Kafam çok karışık. Beynimde kırk türlü soru, zincirlerinden azat edilmiş köleler gibi çılgınca dolaşıyor. Temelde bir soru var, bir köle; diğer hepsi ona tutunarak onun peşinden geliyor. Aslında bu soru her zaman üzerini örttüğüm gizli bir canavar gibi içimde yaşıyor ve azıcık uygun ortam bulsa hemen örtünün altından baş gösteriyor.
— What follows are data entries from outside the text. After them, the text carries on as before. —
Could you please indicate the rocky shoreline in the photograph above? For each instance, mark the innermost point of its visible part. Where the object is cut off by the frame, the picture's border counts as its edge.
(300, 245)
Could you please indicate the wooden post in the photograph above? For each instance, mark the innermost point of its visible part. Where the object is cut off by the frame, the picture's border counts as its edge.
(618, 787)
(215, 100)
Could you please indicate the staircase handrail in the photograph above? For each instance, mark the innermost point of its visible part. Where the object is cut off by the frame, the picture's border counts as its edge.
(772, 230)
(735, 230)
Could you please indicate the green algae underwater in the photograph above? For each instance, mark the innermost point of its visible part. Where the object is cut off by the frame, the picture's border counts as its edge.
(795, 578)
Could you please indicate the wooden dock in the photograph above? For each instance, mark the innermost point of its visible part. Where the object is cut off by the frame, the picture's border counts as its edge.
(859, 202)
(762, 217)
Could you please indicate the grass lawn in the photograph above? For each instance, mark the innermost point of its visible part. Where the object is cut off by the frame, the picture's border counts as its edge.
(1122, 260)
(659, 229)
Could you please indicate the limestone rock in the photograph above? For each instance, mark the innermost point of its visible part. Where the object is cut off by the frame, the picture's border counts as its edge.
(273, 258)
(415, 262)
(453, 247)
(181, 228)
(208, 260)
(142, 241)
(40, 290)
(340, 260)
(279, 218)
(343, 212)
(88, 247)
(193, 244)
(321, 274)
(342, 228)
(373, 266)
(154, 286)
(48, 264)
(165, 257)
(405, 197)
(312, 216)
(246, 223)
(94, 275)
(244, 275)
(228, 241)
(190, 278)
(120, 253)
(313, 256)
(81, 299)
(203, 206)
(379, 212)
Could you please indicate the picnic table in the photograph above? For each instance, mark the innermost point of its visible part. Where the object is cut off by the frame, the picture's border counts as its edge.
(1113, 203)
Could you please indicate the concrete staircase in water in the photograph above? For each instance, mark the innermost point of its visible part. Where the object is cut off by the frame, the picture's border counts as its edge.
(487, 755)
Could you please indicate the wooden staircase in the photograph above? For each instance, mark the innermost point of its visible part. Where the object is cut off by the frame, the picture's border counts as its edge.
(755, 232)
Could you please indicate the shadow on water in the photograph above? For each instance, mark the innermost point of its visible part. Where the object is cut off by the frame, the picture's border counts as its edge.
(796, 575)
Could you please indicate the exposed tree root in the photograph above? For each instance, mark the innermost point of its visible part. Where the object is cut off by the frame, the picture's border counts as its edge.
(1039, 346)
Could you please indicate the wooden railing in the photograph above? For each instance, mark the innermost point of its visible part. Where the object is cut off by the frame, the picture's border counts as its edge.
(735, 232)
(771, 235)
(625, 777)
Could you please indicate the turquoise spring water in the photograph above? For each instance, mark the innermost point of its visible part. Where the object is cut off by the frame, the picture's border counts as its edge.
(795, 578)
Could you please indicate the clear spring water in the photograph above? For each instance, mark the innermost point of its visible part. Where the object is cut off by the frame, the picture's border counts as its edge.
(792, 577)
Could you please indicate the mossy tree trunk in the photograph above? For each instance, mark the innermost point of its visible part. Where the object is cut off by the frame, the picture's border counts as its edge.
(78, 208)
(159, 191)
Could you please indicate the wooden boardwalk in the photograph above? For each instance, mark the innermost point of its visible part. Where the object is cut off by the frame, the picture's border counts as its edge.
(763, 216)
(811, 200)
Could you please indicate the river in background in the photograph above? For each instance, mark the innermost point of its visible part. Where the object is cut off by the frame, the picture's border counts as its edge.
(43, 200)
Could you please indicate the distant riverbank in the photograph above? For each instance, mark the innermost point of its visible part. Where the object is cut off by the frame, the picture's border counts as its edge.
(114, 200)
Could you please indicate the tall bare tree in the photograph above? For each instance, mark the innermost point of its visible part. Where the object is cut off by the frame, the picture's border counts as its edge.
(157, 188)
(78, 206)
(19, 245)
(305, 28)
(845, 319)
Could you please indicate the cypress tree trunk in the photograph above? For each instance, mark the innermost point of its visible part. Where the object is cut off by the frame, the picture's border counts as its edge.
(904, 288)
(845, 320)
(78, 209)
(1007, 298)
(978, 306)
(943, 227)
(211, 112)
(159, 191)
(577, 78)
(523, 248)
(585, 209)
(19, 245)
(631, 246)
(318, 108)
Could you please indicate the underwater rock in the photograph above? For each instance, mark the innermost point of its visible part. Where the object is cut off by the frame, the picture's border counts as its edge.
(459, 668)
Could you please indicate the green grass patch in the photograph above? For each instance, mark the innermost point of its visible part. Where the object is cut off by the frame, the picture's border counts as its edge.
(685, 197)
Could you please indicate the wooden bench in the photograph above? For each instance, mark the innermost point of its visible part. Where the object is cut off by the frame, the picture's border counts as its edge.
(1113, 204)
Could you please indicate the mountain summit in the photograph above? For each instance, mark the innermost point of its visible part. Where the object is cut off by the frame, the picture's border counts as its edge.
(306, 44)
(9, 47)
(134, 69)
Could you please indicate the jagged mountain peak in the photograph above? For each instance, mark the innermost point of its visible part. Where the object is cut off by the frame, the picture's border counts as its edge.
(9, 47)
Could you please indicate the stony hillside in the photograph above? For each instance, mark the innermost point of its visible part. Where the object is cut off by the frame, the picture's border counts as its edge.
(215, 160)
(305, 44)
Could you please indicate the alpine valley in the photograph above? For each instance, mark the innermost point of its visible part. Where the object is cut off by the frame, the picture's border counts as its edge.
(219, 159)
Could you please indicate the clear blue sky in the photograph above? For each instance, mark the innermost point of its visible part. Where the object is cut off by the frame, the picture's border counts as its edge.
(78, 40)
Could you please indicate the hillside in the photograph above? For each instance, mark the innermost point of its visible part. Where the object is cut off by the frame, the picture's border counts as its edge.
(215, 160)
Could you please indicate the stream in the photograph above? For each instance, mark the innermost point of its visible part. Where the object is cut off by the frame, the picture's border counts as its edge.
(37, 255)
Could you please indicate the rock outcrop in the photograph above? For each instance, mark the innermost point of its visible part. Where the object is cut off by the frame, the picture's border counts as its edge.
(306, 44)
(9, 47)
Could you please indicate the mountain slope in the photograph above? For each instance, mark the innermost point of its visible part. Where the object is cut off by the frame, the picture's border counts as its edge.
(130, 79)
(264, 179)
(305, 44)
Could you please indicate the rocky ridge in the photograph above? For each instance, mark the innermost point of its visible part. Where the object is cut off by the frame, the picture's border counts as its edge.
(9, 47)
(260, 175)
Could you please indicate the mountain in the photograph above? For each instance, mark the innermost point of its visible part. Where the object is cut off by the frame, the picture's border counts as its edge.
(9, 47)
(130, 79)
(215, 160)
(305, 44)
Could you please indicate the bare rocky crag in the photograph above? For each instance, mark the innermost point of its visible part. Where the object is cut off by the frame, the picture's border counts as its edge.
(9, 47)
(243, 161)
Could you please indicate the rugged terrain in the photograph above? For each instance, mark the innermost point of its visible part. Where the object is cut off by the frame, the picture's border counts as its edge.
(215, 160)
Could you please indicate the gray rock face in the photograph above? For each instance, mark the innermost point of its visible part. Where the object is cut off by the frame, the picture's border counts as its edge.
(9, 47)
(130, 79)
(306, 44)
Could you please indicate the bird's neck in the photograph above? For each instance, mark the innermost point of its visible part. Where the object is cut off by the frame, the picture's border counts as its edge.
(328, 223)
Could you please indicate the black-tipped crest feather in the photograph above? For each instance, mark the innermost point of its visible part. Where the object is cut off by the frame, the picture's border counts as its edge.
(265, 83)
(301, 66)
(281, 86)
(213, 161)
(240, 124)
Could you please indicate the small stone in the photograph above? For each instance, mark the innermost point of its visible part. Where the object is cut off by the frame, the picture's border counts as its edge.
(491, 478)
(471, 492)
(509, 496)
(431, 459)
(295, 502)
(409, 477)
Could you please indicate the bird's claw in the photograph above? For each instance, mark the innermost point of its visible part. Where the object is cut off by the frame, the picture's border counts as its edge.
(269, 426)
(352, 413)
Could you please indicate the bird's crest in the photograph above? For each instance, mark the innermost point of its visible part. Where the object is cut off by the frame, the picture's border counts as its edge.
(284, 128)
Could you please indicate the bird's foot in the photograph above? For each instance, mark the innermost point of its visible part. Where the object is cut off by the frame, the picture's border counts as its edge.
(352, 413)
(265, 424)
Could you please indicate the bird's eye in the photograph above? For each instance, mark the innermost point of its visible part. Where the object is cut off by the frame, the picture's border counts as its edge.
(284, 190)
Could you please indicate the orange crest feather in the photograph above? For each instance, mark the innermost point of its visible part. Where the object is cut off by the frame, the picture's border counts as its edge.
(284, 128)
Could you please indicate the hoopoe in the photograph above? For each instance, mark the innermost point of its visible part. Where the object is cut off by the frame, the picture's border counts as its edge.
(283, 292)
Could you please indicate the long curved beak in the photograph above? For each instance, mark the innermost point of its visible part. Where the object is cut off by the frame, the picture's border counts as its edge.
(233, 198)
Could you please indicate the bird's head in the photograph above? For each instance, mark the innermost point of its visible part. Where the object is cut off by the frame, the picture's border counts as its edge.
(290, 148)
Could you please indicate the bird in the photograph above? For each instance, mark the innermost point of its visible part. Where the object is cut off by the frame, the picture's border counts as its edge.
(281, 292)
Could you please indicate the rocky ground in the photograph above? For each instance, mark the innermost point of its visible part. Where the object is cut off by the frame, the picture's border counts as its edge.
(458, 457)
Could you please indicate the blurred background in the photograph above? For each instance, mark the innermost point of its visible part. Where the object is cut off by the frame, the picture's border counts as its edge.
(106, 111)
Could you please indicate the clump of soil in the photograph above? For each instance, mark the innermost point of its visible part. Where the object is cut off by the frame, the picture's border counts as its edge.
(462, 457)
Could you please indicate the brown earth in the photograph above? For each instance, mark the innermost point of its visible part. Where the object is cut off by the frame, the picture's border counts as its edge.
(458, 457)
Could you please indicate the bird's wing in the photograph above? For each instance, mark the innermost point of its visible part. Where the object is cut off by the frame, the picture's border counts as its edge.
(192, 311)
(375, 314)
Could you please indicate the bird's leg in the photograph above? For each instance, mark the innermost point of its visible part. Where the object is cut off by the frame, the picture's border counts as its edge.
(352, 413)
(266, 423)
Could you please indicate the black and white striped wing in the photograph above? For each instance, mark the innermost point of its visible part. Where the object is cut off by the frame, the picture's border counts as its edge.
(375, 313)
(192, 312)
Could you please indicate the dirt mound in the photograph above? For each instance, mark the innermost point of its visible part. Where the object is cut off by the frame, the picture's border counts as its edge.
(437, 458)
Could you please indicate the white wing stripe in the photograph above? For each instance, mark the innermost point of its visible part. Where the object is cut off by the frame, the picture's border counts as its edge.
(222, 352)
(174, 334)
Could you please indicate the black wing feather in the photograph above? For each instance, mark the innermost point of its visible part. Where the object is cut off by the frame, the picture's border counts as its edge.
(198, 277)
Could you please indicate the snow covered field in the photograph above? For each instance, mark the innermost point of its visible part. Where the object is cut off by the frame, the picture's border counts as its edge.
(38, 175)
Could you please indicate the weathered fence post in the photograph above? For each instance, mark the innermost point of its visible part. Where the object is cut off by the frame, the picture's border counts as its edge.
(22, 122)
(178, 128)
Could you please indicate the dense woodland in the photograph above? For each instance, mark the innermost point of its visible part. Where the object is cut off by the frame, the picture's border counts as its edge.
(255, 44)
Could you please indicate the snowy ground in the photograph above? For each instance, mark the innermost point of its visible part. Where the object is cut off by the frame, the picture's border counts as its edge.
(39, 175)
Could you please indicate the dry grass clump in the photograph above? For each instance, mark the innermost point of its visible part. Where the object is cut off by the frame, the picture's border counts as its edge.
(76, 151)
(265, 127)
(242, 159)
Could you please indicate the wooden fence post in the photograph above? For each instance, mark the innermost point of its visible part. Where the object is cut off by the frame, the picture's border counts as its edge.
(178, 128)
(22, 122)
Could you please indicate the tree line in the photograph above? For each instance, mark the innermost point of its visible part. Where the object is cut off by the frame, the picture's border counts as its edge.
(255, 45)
Dün mutluluk filmini seyrettim ve aynı akşam bir arkadaş ism de mutlu olmadığını aslında yapmak istediğinin bu olmadığını ve kendini kandırmaya artık son verdiğini açıkladı bize. İçinin sesini dinleyip hayallerinin peşinden gidecek, hep yapmak isteyip de ertelediklerini yapacakmış. İçimdeki canavar onu kendimden bile saklamak için attığım kuyudan hemen başını uzattı ve sordu: sen ne zaman son vereceksin? Ve bu sesle yine devreler karıştı. Sistem çöktü, her şey tekrar altüst oldu. Korkuyorum kendimi tanıyamıyorum ve korkuyorum. 20 yıldır benle iç içe yaşıyorum ama kendimi tanıyamıyorum ve anlayamıyorum. Bir şeyi istediğimde gerçekten istediğim için mi istiyorum yoksa istemem gerektiğini bildiğim için mi istiyorum bilemiyorum. Bu bulanıklık beni çıldırtıyor. Tam bir şeye karar veriyorum ve dev uyanıp soruyor gerçekten bunu istiyor musun?.. bilmiyorum …bilmiyorum……..kendimi tanımıyorum içimde konuşan ses ben miyim yoksa başkası mı bilmiyorum. Muallak bir geleceğe doğru ilerlemek yorucu. Ya bir gün, yıllarca istediğimi sandığım ve ömrümün en güzel yıllarını ona ulaşmak uğrunda harcadığım şeyin aslında yapmak istediğim şey olmadığını anlarsam. O zaman ne olur? Yıllarca ipine tutunup gittiğim balon bir anda patlayıverirse sahi ne olur? Sanki ne yapmak istediğimi biliyor muyum? Peki bu halde bir şeyler yapmaya devam edebilir miyim? :( Zaman çook hızlı geçiyor. İstanbul!da üçüncü seneye girdik… Artık bir şeyler yapmak zorundayım.
2 yorum:
Mükemmel bir şekilde ifade etmişsin aklında dolanıp duranları.Ama bende 20 yaşındayım ve şunu öğrendim,yaptığın hiç bir üzücü işin sonunda üzecek şekilde motive etme kendini,ders al ama bundan dolayı içinde hiç bir iz bırakma UNUTMASINI BİL.Hayatında hiç keşkelere başvurmaman dileğiyle :)
kendini birşeyler yapmak zorunda gibi hissetmen doğru olabilir belki ama kendini bu kadar kasmaya gerek yok bence.tabii bu yorumumu okurken benim daha 20 yaşıma gelmediğimi gözden kaçırma.ben henüz ailemin yanındayım, en sevdiğim şehiden uzağım daha liseliyim hayatla yeni yeni yüzleşiyorum.bu yüzden bir 20 yaşındakinin duygularını tam net olarak anlayamaya bilirm.ama sen yine de kendini bu kadar kasma.relax,relax...irfanclup unda dediği gibi unutmasını bil.